Detroit: Become Human Review

Screenshot of Connor talking to Hank while he's eating a hamburger
Connor and Hank work well as a buddy cop duo 

Quick Info
Reviewed by: Mark Goninon
Developer: Quantic Dream
Publisher: Quantic Dream
Release Date: 18 Jun 2020
Time played: 10.7 hours

We Are The Robots

I am not a stranger to David Cage's video games as I actually dabbled a bit with 2005's Fahrenheit (known as Indigo Prophecy in the United States) and actually quite liked it (probably why the game received an Honourable Mention on the Choicest Games Top 100). Sure, the game went a bit cuckoo towards the end and sometimes it felt like the game was trying too hard to stand out as a title for adults, but I liked the fact you could play with multiple protagonists and this would either help or hinder other characters (something that you see in later Quantic Dream games including this one). Fahrenheit was also what I consider a cinematic adventure game and it predates the rise of Telltale's cinematic adventure game experiences like 2012's The Walking Dead so Cage was definitely onto something but perhaps it was a bit ahead of its time.

I hadn't touched a Quantic Dream game for over a decade and totally missed the releases of Heavy Rain and Beyond: Two Souls but this is probably due to the fact they were console exclusives until very recently (they were released on Steam the same date as Detroit: Become Human: 18 Jun 2020) While I've wishlisted these titles, it was Detroit: Become Human that caught my attention the most as it's a sci-fi game about robots; Isaac Asimov is one of my favourite authors and besides the "Foundation" series, is renowned for his works of robot fiction and his Three Laws of Robotics. So basically, I like stories with robots and I just had to give this one a go.

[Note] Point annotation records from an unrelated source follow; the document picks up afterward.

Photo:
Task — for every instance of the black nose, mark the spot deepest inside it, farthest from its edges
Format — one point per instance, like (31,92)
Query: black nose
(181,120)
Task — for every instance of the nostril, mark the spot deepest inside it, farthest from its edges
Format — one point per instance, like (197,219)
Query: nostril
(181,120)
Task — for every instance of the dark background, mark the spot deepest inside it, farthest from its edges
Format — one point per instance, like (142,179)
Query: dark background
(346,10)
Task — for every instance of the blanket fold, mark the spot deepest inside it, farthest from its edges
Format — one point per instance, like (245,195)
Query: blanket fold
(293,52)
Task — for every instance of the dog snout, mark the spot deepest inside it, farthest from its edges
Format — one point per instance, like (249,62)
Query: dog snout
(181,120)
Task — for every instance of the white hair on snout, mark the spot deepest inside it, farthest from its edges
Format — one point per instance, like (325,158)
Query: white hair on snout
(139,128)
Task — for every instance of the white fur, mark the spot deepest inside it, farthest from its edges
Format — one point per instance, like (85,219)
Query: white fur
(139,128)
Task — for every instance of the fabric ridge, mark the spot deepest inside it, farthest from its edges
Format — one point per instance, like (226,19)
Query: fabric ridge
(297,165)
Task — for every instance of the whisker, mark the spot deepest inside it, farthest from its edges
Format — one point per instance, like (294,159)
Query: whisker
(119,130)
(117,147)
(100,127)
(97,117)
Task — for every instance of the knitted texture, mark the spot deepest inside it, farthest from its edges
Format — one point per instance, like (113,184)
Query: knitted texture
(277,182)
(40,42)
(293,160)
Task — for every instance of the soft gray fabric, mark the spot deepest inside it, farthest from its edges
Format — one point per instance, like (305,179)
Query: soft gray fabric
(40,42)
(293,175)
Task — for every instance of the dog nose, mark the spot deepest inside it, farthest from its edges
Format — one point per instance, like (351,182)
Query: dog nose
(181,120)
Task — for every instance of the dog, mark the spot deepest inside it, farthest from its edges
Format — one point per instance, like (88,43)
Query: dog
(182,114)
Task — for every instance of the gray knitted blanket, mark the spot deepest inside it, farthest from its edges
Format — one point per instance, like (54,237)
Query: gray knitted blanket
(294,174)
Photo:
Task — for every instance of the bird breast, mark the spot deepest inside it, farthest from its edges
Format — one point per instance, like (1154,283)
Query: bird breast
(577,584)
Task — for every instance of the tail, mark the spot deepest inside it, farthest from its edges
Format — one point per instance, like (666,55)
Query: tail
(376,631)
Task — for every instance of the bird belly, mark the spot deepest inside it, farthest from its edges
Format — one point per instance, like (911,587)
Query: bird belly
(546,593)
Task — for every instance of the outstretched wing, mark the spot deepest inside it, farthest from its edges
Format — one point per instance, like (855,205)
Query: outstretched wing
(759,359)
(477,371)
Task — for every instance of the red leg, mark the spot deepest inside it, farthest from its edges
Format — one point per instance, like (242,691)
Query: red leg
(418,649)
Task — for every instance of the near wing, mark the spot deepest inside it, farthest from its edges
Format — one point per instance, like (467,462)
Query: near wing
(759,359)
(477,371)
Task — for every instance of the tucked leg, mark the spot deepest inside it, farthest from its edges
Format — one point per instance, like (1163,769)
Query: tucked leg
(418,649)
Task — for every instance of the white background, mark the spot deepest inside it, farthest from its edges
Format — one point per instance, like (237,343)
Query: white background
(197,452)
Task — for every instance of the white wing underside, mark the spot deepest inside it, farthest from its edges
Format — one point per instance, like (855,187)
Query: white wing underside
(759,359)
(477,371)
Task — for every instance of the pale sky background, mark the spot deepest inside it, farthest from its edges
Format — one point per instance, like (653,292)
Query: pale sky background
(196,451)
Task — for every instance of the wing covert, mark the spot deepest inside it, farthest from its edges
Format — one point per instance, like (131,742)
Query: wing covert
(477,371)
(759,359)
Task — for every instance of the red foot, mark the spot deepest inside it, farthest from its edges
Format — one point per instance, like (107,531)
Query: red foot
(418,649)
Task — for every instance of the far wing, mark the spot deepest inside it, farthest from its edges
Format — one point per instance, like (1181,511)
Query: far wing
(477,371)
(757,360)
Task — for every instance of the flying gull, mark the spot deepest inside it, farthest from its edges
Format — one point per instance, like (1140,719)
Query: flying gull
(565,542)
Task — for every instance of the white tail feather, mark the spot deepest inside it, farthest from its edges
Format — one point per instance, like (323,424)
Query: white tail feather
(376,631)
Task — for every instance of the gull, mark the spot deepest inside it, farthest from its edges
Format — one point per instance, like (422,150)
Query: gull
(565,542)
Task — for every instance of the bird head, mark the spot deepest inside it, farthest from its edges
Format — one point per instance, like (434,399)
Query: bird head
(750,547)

Screenshot of Connor's scene reconstruction ability
Connor has the ability to reconstruct past events at crime scenes

We Built This City on Cyberlife Droids

One of the first things you'll notice about this game are the photo-realistic graphics. Quantic Dream has been one of the companies on the forefront in this area and have not only used the voices of professional actors in their games but also their likeness. In Detroit: Become Human you mostly play the role of three androids: Markus (played by Jesse Williams of "Grey's Anatomy" fame), Connor (played by Bryan Dechart, most notable for "Jane By Design" ) and Kara (played by Valorie Curry, most notable for roles in "Veronica Mars" and "The Boys"). Through each of their stories you learn about the city of Detroit in 2038, where androids are now responsible for much of the labour and they come in many models including maids, butlers, janitors, sex workers and even forensic investigators, thanks to a corporation called Cyberlife. Through each of their stories you'll be able to look at this near-future world through a different lens seeing how humans react to the sudden creation of a race of androids taking their jobs and infiltrating almost every aspect of their lives. It probably comes as no surprise, but things get pretty ugly and it's not long till each of the characters you play encounter conflict but the way you relate to the supporting characters in this story, and even the other player characters, will depend on what you do and what you say.

Screenshot of Kara and Alice
Kara's story revolves around her and her relationship with a little girl named Alice


Each chapter of the game will have you controlling one of the three androids and they'll be tasked with a particular objective. Action sequences in the game are heavily reliant on QTEs similar to earlier David Cage games and indeed Telltale adventures. It's not the most ideal option and is often frustrating, especially when you're attempting to hold down multiple keys at once, so I think it's a game that's better with a controller, not your usual keyboard and mouse. However, if you play your cards right, sometimes you can avoid conflict (and in turn QTE sequences) altogether provided you pick up clues or items beforehand.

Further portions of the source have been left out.